第二章 青春岁月
移居广州(1932—1935)
离开了广州5年多,杨家已经不在之前芳草街住处,改在东山居住。《新广州概览》称:“东山本为郊外一村落,以广九铁路经此入市,欧美侨民有在铁路附近卜居者。民国以来,建筑西式房舍者日众,遂成富丽之区。”当时有很多像杨宗炯一类的政府官员在此居住,如离杨家不远的寺贝通津42号,就是国民革命时任海军造船总监、现为第一舰队司令部技正伍景英的府邸——隅园。
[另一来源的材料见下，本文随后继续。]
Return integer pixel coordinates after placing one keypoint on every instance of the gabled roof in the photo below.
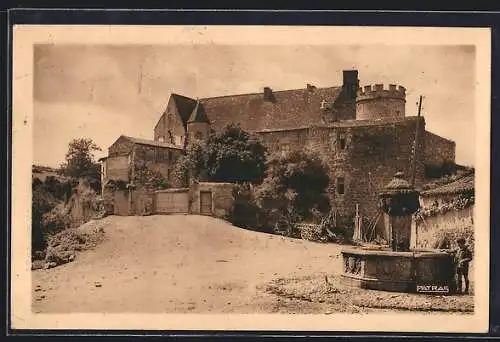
(185, 106)
(151, 142)
(461, 185)
(198, 114)
(288, 108)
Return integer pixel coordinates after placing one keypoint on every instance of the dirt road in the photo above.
(179, 263)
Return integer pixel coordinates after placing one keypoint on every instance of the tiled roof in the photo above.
(198, 114)
(152, 143)
(287, 109)
(461, 185)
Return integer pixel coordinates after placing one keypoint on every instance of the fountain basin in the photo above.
(423, 271)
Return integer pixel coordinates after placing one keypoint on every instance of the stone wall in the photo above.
(222, 197)
(364, 155)
(438, 150)
(117, 168)
(425, 234)
(281, 141)
(121, 147)
(156, 159)
(372, 156)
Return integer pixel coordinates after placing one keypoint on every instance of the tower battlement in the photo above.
(370, 92)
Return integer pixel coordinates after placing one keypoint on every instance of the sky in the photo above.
(102, 92)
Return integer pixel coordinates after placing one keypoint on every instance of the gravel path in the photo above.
(177, 264)
(191, 264)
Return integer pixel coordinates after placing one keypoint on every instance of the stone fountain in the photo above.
(397, 267)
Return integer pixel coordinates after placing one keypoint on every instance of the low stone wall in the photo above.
(426, 230)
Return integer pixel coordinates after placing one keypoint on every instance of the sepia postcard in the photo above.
(277, 178)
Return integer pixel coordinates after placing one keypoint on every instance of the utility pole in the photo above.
(415, 145)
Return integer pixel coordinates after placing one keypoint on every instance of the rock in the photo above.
(50, 265)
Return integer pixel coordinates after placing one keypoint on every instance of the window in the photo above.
(157, 155)
(340, 185)
(178, 140)
(342, 141)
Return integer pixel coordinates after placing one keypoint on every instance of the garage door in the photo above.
(171, 202)
(206, 202)
(121, 202)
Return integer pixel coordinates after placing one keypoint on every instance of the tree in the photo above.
(80, 161)
(231, 155)
(295, 186)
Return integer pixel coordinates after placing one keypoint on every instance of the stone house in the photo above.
(362, 133)
(447, 207)
(132, 170)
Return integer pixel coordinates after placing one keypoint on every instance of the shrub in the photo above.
(446, 238)
(55, 221)
(245, 213)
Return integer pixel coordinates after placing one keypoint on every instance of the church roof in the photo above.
(459, 186)
(198, 114)
(151, 142)
(287, 109)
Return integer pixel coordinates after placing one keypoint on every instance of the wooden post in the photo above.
(357, 234)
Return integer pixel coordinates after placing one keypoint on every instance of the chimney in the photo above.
(268, 94)
(350, 83)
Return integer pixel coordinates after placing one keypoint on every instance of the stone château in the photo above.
(363, 134)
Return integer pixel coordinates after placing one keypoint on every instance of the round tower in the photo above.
(375, 102)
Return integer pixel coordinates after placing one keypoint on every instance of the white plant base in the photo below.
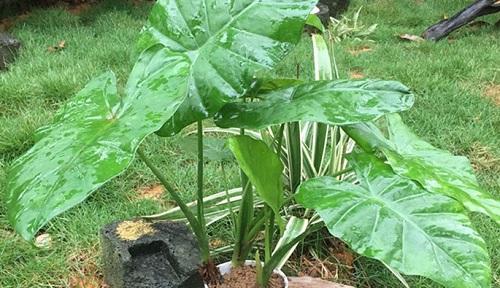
(225, 268)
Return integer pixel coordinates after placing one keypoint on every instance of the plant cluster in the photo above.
(406, 207)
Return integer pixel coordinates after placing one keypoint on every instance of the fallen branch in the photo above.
(475, 10)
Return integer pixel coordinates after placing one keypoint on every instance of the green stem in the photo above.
(347, 170)
(200, 205)
(268, 238)
(195, 225)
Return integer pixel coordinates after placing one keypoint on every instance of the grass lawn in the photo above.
(455, 83)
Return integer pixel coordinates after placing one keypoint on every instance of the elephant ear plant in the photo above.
(199, 60)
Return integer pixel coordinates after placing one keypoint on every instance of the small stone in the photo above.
(156, 255)
(9, 48)
(43, 241)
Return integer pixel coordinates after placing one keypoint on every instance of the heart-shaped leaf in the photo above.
(262, 166)
(93, 139)
(393, 219)
(331, 102)
(227, 42)
(437, 170)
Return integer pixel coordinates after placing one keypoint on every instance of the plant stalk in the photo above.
(199, 204)
(195, 225)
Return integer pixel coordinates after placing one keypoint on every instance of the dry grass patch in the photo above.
(133, 230)
(492, 92)
(483, 159)
(84, 269)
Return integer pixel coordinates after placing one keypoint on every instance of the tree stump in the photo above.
(477, 9)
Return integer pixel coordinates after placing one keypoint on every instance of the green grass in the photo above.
(450, 112)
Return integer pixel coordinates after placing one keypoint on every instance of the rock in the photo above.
(9, 47)
(138, 254)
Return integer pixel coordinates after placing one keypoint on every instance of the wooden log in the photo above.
(445, 27)
(309, 282)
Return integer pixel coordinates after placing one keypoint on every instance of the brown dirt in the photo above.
(133, 230)
(493, 92)
(335, 263)
(245, 277)
(359, 50)
(84, 269)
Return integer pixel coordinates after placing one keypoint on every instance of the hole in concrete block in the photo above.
(154, 259)
(148, 248)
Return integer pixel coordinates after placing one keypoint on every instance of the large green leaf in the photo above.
(262, 166)
(393, 219)
(93, 139)
(331, 102)
(437, 170)
(227, 42)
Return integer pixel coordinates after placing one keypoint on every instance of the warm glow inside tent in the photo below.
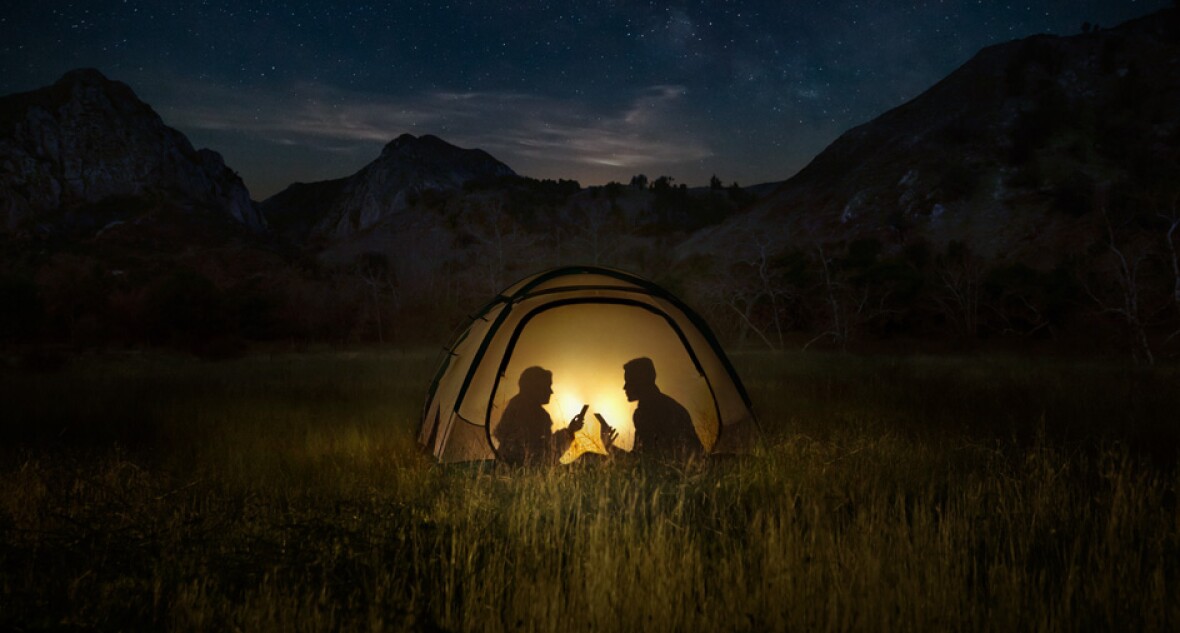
(583, 325)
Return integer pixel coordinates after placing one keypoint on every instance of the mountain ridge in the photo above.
(86, 139)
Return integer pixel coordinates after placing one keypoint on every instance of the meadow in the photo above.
(287, 491)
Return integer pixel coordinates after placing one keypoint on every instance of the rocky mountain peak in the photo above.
(382, 189)
(87, 139)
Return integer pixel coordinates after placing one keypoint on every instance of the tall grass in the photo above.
(287, 493)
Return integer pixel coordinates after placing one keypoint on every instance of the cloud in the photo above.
(516, 128)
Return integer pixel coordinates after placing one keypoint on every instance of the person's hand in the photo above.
(609, 435)
(577, 423)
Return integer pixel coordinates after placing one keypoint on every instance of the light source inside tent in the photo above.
(584, 346)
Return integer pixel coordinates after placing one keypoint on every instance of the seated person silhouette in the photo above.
(524, 431)
(663, 429)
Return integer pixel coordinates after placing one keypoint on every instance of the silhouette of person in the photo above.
(524, 430)
(663, 428)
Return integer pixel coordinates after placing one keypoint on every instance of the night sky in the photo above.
(592, 90)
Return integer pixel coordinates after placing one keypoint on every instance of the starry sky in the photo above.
(594, 90)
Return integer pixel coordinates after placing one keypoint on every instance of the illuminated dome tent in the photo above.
(582, 324)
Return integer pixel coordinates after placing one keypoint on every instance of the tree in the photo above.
(961, 276)
(373, 269)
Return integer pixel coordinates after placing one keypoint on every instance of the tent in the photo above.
(583, 324)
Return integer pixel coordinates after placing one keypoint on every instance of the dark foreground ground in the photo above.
(287, 493)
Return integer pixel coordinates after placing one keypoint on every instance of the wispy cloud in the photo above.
(517, 128)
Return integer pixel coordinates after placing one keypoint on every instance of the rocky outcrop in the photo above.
(87, 141)
(407, 168)
(1011, 154)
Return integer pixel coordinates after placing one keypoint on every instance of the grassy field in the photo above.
(892, 494)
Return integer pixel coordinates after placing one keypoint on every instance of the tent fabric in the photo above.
(582, 324)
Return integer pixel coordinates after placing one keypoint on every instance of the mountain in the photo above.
(407, 168)
(86, 151)
(1017, 155)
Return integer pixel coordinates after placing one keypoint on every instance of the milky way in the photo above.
(592, 90)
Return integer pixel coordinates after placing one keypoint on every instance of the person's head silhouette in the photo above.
(537, 384)
(638, 378)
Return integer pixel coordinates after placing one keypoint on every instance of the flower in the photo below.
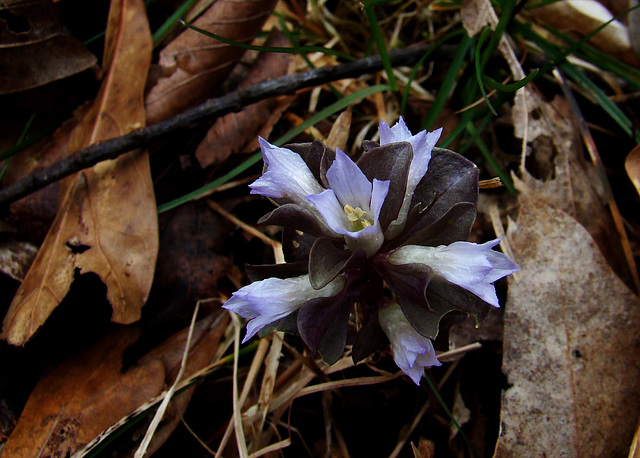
(412, 352)
(469, 265)
(351, 207)
(387, 231)
(266, 301)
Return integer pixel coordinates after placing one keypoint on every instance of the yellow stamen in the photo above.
(357, 217)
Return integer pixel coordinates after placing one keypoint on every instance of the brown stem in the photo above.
(212, 108)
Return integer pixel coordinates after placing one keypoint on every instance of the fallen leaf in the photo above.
(230, 133)
(193, 65)
(339, 134)
(35, 48)
(583, 17)
(77, 400)
(558, 173)
(632, 166)
(106, 221)
(204, 343)
(571, 346)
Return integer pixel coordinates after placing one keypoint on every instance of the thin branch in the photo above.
(204, 113)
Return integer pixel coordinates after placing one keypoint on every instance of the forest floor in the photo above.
(116, 258)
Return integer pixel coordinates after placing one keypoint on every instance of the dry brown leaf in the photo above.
(565, 180)
(339, 134)
(230, 133)
(204, 343)
(15, 255)
(583, 17)
(77, 400)
(35, 50)
(632, 166)
(193, 65)
(571, 347)
(106, 221)
(35, 213)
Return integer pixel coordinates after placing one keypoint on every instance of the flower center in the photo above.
(357, 218)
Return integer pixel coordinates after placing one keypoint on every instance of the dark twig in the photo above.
(234, 101)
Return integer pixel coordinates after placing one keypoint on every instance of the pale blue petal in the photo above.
(331, 210)
(412, 352)
(469, 265)
(422, 145)
(349, 184)
(266, 301)
(287, 175)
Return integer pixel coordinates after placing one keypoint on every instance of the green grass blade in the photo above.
(334, 108)
(418, 66)
(298, 50)
(382, 48)
(477, 61)
(450, 80)
(511, 87)
(504, 177)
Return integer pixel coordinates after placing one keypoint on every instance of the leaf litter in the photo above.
(567, 382)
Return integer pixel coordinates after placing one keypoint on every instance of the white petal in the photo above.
(378, 195)
(412, 352)
(469, 265)
(331, 210)
(422, 145)
(349, 184)
(267, 301)
(287, 175)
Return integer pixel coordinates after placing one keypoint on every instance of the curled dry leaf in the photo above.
(476, 14)
(106, 221)
(230, 133)
(571, 346)
(34, 214)
(632, 166)
(15, 255)
(78, 400)
(193, 65)
(35, 50)
(563, 178)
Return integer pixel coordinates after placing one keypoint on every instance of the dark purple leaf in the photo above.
(450, 180)
(327, 261)
(389, 162)
(294, 216)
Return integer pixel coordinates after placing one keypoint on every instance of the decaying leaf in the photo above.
(558, 174)
(15, 255)
(80, 398)
(76, 401)
(632, 166)
(193, 65)
(230, 133)
(571, 346)
(583, 17)
(34, 49)
(106, 221)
杨槱刚刚读完金陵中学初中二年级,寒假一过他就要升读初三,但因为淞沪战争的耽搁,他错过了“春季始业”,亦即春季学期的开始。不久,暑假来临,杨槱准备直接考高中。恰好,离杨家不远的培正中学办了一个初中毕业会考培训班,把初三的主要课程重点梳理一遍。杨槱于是前往学习,用了一个月的时间完成了初三的课程,然后就去参加毕业会考。由于基础较好,杨槱最终的成绩还不错,考上了培正中学的高中部。
与金陵中学不同,广州培正中学从一开始就是华人自办的学校。1889年(光绪十五年),浸信会开明人士廖德山、冯景谦、李济良等倡议并筹措资金,开办了一所私塾,即培正书塾以倡新学,并可使学生入学时无须拜孔子。1903年,书塾改称为“培正学堂”;1907年,学生人数日增,乃于广州东山购地建新校舍。1918年,留学美国的教育学硕士黄启明(1887—1939)任校长,他多次前往南洋、美洲募捐,学校规模日益增大。1928年,培正正式改名为“私立广州培正中学校”,并设有附属初小、附属高小和附属女小。杨槱来到培正中学读高中时,黄启明校长正在任上,他对黄校长印象颇深:“他每年一定要花时间到海外去募集捐款,所以培正一个很主要的教学楼,就是美洲堂。有个宿舍,叫澳洲宿舍。”1929年10月,“美洲华侨纪念堂”建成;1932年2月,“澳洲华侨纪念宿舍”全部落成。两座建筑均新建成不久,因而多年以后,杨槱对此记忆犹新。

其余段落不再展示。